Alaska Governor Mike Dunleavy wants to sell the Mt. Edgecumbe High School Aquatics Center — before the brand new $26 million dollar facility has even opened to the public. The pool, which serves the state-run Mt. Edgecumbe boarding school in Sitka, is among numerous cuts proposed by the governor in his budget earlier this month.
Sitka Senator Bert Stedman, however, thinks the pool should be opened and given the chance to pay its own way with revenues at the door.
The new Mt. Edgecumbe High School Aquatics Center made a big splash among students, when it was briefly opened last spring for a quick swim. It was then shuttered until January, when students — but not the general public — were allowed in.
MEHS Superintendent Janelle Vanasse says the project is important and necessary for instruction at MEHS. It isn’t just a luxury pool.
“It’s been really great to get our kids in swimming. Many many many of our students come from rural communities that are on the water but very dangerous water,” she says. “And not the kind of water that you grow up in recreationally swimming.”
She says they have three classes right now that are using the pool: Some are already strong swimmers but several are just learning. And it’s absolutely integral, she says, that the school gives them opportunities to learn.
“I came from Western Alaska…about 50 percent of our students come from Western Alaska. That’s the area with the largest, the highest rates of drowning,” she says. “My time out there it was critical to get a swimming pool for that exact reason, for safety reasons.”
When Governor Mike Dunleavy’s proposed budget was released earlier this month, numerous organizations across the state saw big cuts — public schools, ferries, higher education. But this capital project was especially near and dear to the heart of Sitka senator Bert Stedman, who now co-chairs the Senate Finance Committee. The governor’s budget cuts $250,000 in operating funds that were approved by the legislature last year for the Mt. Edgecumbe Aquatics Center. The budget also includes a note that says the governor intends to sell or transfer the asset, making the $250,000 in funding unnecessary.
So when it comes to the future of the pool, Stedman does not mince words.
“I think it’s about as likely that the state is going to sell Mt. Edgecumbe High School swimming pool as we are going to sell the governor’s mansion with the governor in it,” Stedman says. “They can sell the pool with me in it when they sell the governor’s mansion with him in it.”
Stedman has been focused on getting an aquatic center for MEHS students for over 8 years. They broke ground on the $26 million dollar facility in 2016 and it opened for student use in January of this year.
Stedman is hopeful that there’s room in the operating budget to keep the pool open for another year so it can begin to make money and pay for itself.
“There’s language in the operating budget currently, proposed by the governor, to roll the funds forward for this year, of the pool, roll them into 2020,” Stedman says. “Those funds should enable the pool to operate and substantially close the, or generate revenue to offset its operating costs.”

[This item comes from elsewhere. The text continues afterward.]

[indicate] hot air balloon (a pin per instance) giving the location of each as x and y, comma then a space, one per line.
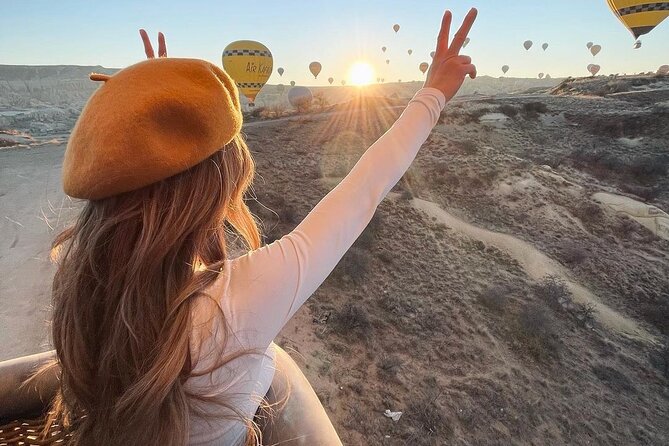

And in the meantime, Mt. Edgecumbe superintendent Vanasse is unsure what will happen next, or how the future of the pool will play out in the legislature.
“It’s clear that the intention in the budget is for Mt. Edgecumbe or the state of Alaska to not be operating the Mt. Edgecumbe High School Aquatic Center,” she says. “What that may mean is still really, I think, in the discussion phase.”
At the very least, it’s a loss for Mt. Edgecumbe students, who have finally had a chance to learn to swim. Not that education must always be the top priority.. Vanasse says they have been able to open the pool a few times — just for fun.
“Recreationally we’ve got 400 students that, you know, we need to make their life enriching as well as academic, so it’s really great to have some evening swims.”
But fun doesn’t keep the lights on and the water warm at the Mt. Edgecumbe High School Aquatics Center.